Sie arbeiten beim Bundesverband der Deutschen Luft- und Raumfahrtindustrie (BDLI). Welche Eckziele verfolgt der Verband?

Der BDLI ist die Stimme der deutschen Luft- und Raumfahrtindustrie. Wir vertreten eine strategisch wichtige High-Tech-Branche, in der Deutschland und Europa eine global führende Rolle einnehmen. Denn diese Industrie verleiht dem Wirtschaftsstandort Deutschland in vielfältiger Hinsicht nachhaltigen Schub als Job-, Umsatz- und Technologiemotor. Wir haben auch Partner und Zulieferer in der Schweiz wie zum Beispiel RUAG und die Liebherr-Gruppe. Die Liebherr-Tochter «Liebherr-Aerospace Lindenberg» ist ein bedeutender deutscher Zulieferer. Unsere Mitgliedsunternehmen arbeiten schon heute am Flugzeug der Zukunft: Das wird digital und klimaneutral.

Was ist der Schlüssel, um diese Ziele zu erreichen?

Wir erreichen die Klimaneutralität in der Luftfahrt, wenn alle mit anpacken. Denn die Energiewende am Himmel ist eine gesamtgesellschaftliche Aufgabe. Konkret bedeutet das, die Luftfahrtforschung mit dem Schwerpunkt «klimaneutrales Fliegen» zu stärken und ein Technologie-Demonstratoren-Programm zu organisieren und zu finanzieren. Denn kurz- und mittelfristig sowie auf der Langstrecke haben nachhaltige Flugkraftstoffe das vielversprechendste Potenzial, Emissionen unmittelbar zu senken.

« Die Energiewende am Himmel ist eine gesamtgesellschaftliche Aufgabe. »

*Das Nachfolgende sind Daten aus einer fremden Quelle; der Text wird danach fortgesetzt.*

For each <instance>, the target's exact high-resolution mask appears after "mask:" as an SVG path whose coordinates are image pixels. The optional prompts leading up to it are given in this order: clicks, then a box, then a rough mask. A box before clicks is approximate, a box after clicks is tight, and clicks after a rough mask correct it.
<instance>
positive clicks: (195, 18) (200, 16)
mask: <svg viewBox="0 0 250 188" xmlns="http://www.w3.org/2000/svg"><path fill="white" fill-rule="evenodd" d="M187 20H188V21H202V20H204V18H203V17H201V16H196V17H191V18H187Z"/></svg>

Hat synthetisch hergestelltes Kerosin auch bei der Verbrennung Vorteile, oder nur bei der Herstellung?

Bei der Verbrennung fossiler Kraftstoffe entstehen immer auch Partikel, die wir bei früheren Triebwerken noch als «Russ» sehen konnten. Diese Partikel lassen Kondensstreifen und luftfahrt-induzierte Bewölkung entstehen. Mit synthetischen Kraftstoffen kann die Anzahl der Partikel und somit auch die Klimawirkung extrem reduziert werden.

«Nachhaltige Flugzeug-Brennstoffe» – können Sie das kurz erklären?

Ja, das ist im Prinzip ein recht simples Verfahren. Die «Sustainable Aviation Fuels», so genannte SAF, sorgen unmittelbar für einen klimaneutralen Betrieb. Im Gegensatz zu fossilen Brennstoffen wird die Energie des Kerosins aus erneuerbaren Quellen gewonnen. Idealerweise kommt hierfür das sogenannte Power-to-Liquid (PtL)-Verfahren zum Einsatz, wobei mit Hilfe von Strom aus Solar- oder Windenergie mittels Elektrolyseverfahren grüner Wasserstoff erzeugt wird. In einem nachgeschalteten Prozess wird dieser mit CO2 zu künstlichen Kohlenwasserstoffen kombiniert, aus denen SAF erzeugt wird. SAF können dem fossilen Kerosin beigemischt werden, oder das Flugzeug fliegt ausschliesslich mit ihnen. Das Problem ist aber die noch geringe Verfügbarkeit sowie der aktuell noch sehr hohe Preis. Deshalb braucht es jetzt die schnelle Industrialisierung dieser Technologie.

« Wir brauchen eine schnelle Industrialisierung der Technologien, um genügend moderne Treibstoffe herzustellen. »

Was sind über die Brennstoffe hinaus die zwei wichtigsten Zukunftsfaktoren? Wo wird am intensivsten geforscht?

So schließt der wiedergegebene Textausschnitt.